Sadtu’s proposal is likely to receive the support of the National Union of Mineworkers (NUM). Its President Joseph Montisetse told Business Day in a recent interview that affiliates are concerned about the deteriorating state of public health institutions in the country, and although scarce resources play a role, the quality of service is an integral part of the problem.
In its proposed resolution on National Health Insurance, NUM, the National Education Health and Allied Workers Union and other Cosatu health sector unions said the incompetent management of institutions, corruption, understaffing and the outsourcing of key functions at provincial, district and institutional levels contribute to poor service delivery in the public health sector.
Cosatu unions want a resolution on the conduct of its leaders who get elevated to prominent government positions through its alliance with the ANC.

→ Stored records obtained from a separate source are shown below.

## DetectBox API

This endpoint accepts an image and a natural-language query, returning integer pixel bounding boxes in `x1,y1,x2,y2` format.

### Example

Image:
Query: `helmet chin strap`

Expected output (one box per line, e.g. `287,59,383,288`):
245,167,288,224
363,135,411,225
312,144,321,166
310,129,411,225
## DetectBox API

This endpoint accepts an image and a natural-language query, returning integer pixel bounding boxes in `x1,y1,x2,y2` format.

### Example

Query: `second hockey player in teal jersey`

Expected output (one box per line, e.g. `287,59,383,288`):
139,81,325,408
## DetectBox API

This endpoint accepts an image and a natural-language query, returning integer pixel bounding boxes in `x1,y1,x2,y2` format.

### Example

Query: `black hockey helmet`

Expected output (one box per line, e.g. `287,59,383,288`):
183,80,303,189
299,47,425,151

The federation’s affiliates will have to review Cosatu’s resolution encouraging its members to "swell the ranks" of the ANC, the federation’s general secretary Bheki Nthsalintshali confirmed.

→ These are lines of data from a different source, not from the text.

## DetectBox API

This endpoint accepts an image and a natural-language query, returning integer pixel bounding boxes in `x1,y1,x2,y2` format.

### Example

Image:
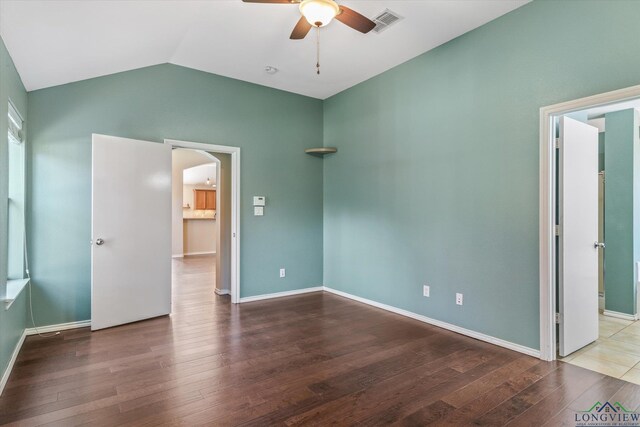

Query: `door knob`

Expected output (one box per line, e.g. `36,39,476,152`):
95,238,105,246
594,241,605,249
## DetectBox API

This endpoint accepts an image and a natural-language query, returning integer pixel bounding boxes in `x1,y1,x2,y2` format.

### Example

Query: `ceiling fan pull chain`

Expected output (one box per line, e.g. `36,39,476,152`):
316,26,320,75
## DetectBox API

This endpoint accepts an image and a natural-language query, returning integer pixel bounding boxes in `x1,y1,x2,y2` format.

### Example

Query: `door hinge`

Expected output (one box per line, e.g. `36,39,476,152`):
555,225,560,236
555,138,560,149
555,313,562,324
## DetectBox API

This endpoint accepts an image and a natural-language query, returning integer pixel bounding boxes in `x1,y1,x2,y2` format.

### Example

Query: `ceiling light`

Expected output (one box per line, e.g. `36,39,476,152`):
264,66,278,74
299,0,339,27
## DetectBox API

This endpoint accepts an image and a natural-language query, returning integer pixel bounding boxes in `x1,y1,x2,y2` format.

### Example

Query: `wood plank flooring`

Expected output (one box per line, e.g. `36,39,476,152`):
1,255,639,425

This was due to leaders getting "overwhelmed" by the system in government and abandoning their mandate, which is to promote workers’ interests.
If the resolution is passed, Cosatu members deployed in government would be required to appear before a "committee" to explain decisions made in their official capacities, including input on policy.
This is part of Cosatu’s bigger plan to influence policy formulation and the decision-making processes in government, since its alliance with the ANC and SACP has not ensured its involvement in key decisions.
In its political report, the federation raised concern over what it described as the ANC’s indecision to access state power to drive "progressive policies to transfer economic power to the working class and poor".
Cosatu has berated the economic policies of the ANC-led government for years, calling them "neoliberal", and identifying the Treasury as the biggest hurdle to a more inclusive state.
More than 2,000 delegates attending the congress will elect new leaders, with Cosatu’s second deputy president Zingiswa Losi expected to be chosen as president. The other main vacancy will then be that of second deputy president.
NUM has nominated its Highveld region chairperson Nelson Rachoshi for the role, while the majority of the affiliates are said to be backing SA Commercial, Catering and Allied Workers Union leader Louise Thipe, due to her experience as a member of the Cosatu central executive committee.